- The first page of "The Astounding Adventures of Charlie Peace" from the 12 August 1972 edition of Buster.
- First appearance: Valiant 20 July 1964 (20 July 1964)

Publication information
- Publisher: Fleetway Publications IPC Magazines
- Schedule: Weekly
- Formats: Original material for the series has been published as a strip in the comics anthology(s) Valiant Buster The Big One.
- Publication date: 20 July 1964 – 15 June 1974

Creative team
- Artist(s): Eric Bradbury Tom Kerr Jack Pamby Alan Philpott Doug Maxted

= The Astounding Adventures of Charlie Peace =

British comic book story

"The Astounding Adventures of Charlie Peace" is a British comic strip published in the weekly anthology Buster from 27 June 1964 to 28 December 1974, published by Fleetway Publications and later IPC Magazines. It was previewed by a single instalment in Valiant on 20 June 1964. The strip featured fictionalised adventures of the real-life Victorian era criminal Charles Peace.

==Creation==
Charlie Peace's escapades had caused a sensation in working class Victorian society, with the criminal becoming something of a folk hero due to his constant evasion of the police. Soon after his eventual capture and execution a penny dreadful garishly recounting his exploits–Charles Peace or, The Adventures of a Notorious Burglar was published by G. Purkess of London, and ran to a hundred serialised issues between 1879 and 1880. Peace remained a notorious figure, inspiring a waxwork model at Madame Tussauds, films, books and plays.

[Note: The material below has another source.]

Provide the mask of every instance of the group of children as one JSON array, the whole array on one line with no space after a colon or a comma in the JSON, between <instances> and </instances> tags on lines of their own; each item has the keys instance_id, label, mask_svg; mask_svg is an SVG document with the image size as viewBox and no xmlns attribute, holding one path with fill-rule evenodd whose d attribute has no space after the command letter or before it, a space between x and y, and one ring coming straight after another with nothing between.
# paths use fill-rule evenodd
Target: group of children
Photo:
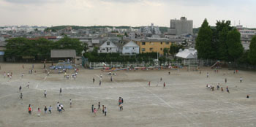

The Buster version depicted Peace as a lovable rogue, something which is not considered historically accurate; neither Peace's murders nor his philandering were mentioned in the comic strip, which instead portrayed him as a cunning small-time thief and grifter.

==Publishing history==
At the time, Buster was moving towards becoming a humour comic but still ran adventure stories; "The Astounding Adventures of Charlie Peace" was one of three action-orientated serials designed to keep the title popular with older readers, appearing in the 27 June edition of Buster alongside similar action-humour story "Johnny Samson" (actually redrawn episodes of "Thunderbolt Jaxon" from Knockout) and science fiction tale "The Drowned World". Unusually, "The Astounding Adventures of Charlie Peace" was trailed the previous week in the all-action Valiant a week ahead of its commencement in Buster.

The strip was initially 1½ pages per week before expanding to two and three full pages later in 1965. As the strip progressed the character's features were softened, but the format remained unchanged. Each episode was standalone, and would typically involve Charlie coming up with a scheme to get rich while avoiding the police. His planned heist would rapidly go off the rails or prove to be a lot less lucrative than imagined, with Peace remaining at liberty but failing to gain any substantial loot. The strip featured no supporting characters; while Charlie would not break the fourth wall he tended to narrate his actions.

The format changed in January 1968, when Peace was tricked into entering a time machine secreted in a safe and was sent forward to the present day, though beyond technology being added to the list of things thwarting Charlie's thefts. He also received a sidekick in the form of a parrot called Beakie, who proved to be little help but gave Peace another outlet for his narration. The strip continued to be popular and original episodes ran until 1973. The final new episode saw Peace return to the Victorian era, after which the series continued as reprints of 1960s strips under the new title Wanted - The Elusive Charlie Peace. Contrary to many reports, the strip was not completely dropped to make way for material brought in from Cor!!, which was merged with Buster from 22 June 1974, but continued to appear intermittently until the end of the year.

In 2005, the Egmont library—consisting of the pre-1970 Amalgamated Press/Fleetway Publications/IPC Magazines publications and characters—was licensed to DC Comics, and the Albion mini-series was created by the DC subsidiary WildStorm. The comic combined numerous British characters and strips into a combined universe. Charlie Peace was among those chosen and was given a sizeable role, having avoided a government purge of adventurers by going into hiding, running an antiques shop under the name of 'Charles Love'. Despite his curmudgeonly personality he was eventually persuaded to help protagonists Danny Doom and Penny Dolmann break into a prison in Scotland. In 2018, the characters still owned by Egmont were purchased by Rebellion Developments.

==Reception==
The strip has attracted some attention from scholars of the real Charles Peace. Geoffrey Howse considered the success of the strip nearly a century after Peace's death by hanging as an indication of his impact on British culture. The first instalment was reprinted in Charlie Peace – His Amazing Life and Astounding Legend, an overview of the real Peace's life and legend published by Michael Eaton. In an essay on Peace in collection Crime, Eaton considered the strips "beautifully drawn [and] subtly subversive" Lew Stringer would later credit the Buster version of Peace as the inspiration for his strip "Tom Thug".